4 August 2011
For our latest post we’re pleased to have a contribution from Helen Cooper, Professor of Medieval and Renaissance in English at Cambridge University. Professor Cooper was also the first woman fellow at University College, Oxford. Her latest book is ‘Shakespeare and the Medieval World’. Here she discusses the influence the Mystery Plays might have had on Shakespeare….
In their combination of spectacle, civic pride and religious observance, the mystery plays were the late medieval equivalent of the play festivals of ancient Athens. They were acted in towns and cities throughout England, from Norwich to Newcastle, Coventry to Chester. In their fullest form, they enacted the whole history of humankind from the Fall of Satan through the Creation and Passion to the Last Judgement. They were associated with the feast of Corpus Christi, which was celebrated with processions that sometimes incorporated tableaux representing the major events of the Passion and Redemption, like the present-day Easter week processions in Spain. The origins of the plays may lie in the elaboration of these tableaux into short dramatic pageants, which eventually took on an independent life of their own as they were combined into great dramatic cycles.
Corpus Christi Day fell close to midsummer, so it allowed for a generous performance time for the plays, from daybreak to dusk. Although some were designed to be acted in a single location, many were performed on wagons drawn through the streets of their home city, each wagon pausing at appointed places for its pageant to be acted. Each pageant was typically the responsibility of a single craft guild, sometimes chosen for its appropriateness. At York, for instance, the shipwrights were in charge of Noah’s Flood; at Chester, the cap-makers had responsibility for the pageant of Balaam and the ass, which required the making of a head for the talking donkey.
The Corpus Christi plays, as they were generally known, lasted until late in the sixteenth century, but by then they were being attacked from all sides, and only a handful of texts now survive. They belonged with the Catholic theology that the Reformation had rejected; they represented God on stage, and elaborated in imaginative and even comic ways on the pure Word of God as contained in the Bible, in apparent contradiction of the Second and Third Commandments. The government wanted them suppressed because the crowds that came to see them might threaten disorder. And the humanists scorned them because with their great range of time and space, their mixing of grief and laughter, and their wide embrace of all social classes from kings to shepherds, they broke all the recently-rediscovered rules that Aristotle had laid down for correct drama and that Greek and Latin playwrights had faithfully observed. They largely disappeared in the course of Elizabeth’s reign, sometimes to the annoyance or grief of the citizens who regarded them as a source both of local pride and of income. York’s cycle had its last performance in 1569, Coventry’s ten years later – by which time Shakespeare, living not far away in Stratford, was already 15, and could well have seen it. Places that were more out of the way managed to continue for longer. Kendal maintained its cycle into the reign of James I in the seventeenth century. As late as 1644, an old man could remember how when he was young he had seen ‘a man on a cross, and blood ran down’.

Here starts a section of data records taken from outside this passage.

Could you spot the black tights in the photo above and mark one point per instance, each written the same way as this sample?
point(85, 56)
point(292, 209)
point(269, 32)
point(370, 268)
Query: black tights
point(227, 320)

As that image suggests, the plays were deeply memorable. Shakespeare and his audiences would not have had to see a cycle to know that Herod was regularly presented as a bombastic tyrant with an explosive temper, but the excessive acting style that Hamlet describes as ‘out-Heroding Herod’ would mean a lot more to spectators who had seen it for themselves – and Coventry had a notably bombastic Herod, who is instructed in a stage direction to rage in the street as well as on the wagon-stage. Coventry also had a particularly famous devil who acted as the porter at the gates of Hell, such as is recalled by the Porter of Macbeth. Most importantly, however, and in marked contrast to humanist drama, the mystery plays acted their action, whether that was the fall of Lucifer from Heaven to Hell, or the full violence of the Crucifixion.
That readiness to stage anything and everything, and to enlist audience complicity in the make-believe that the stage could show the impossible, was the most important thing that Shakespeare and his contemporaries inherited from the mysteries. The invisible fairies of A Midsummer Night’s Dream are no problem to an audience familiar with the idea that God could be put on stage, nor the shifting between Egypt and Rome in Antony and Cleopatra to anyone accustomed to a drama that could encompass Heaven, earth and Hell. Their dramatis personae encompassed the whole of mankind, a stage where princes and artisans belonged side by side, participated equally in joy and disaster and came to a common Judgement. The cycles offered themselves not as comedies or tragedies, but simply as ‘plays’: as imaginative recreations of whatever in heaven or earth could be imagined. The traditional motto of the Globe belonged equally to them: Totus mundus agit histrionem, best translated perhaps not as ‘All’s the world’s a stage’, but as ‘Everyone plays a part’, audience and actors alike.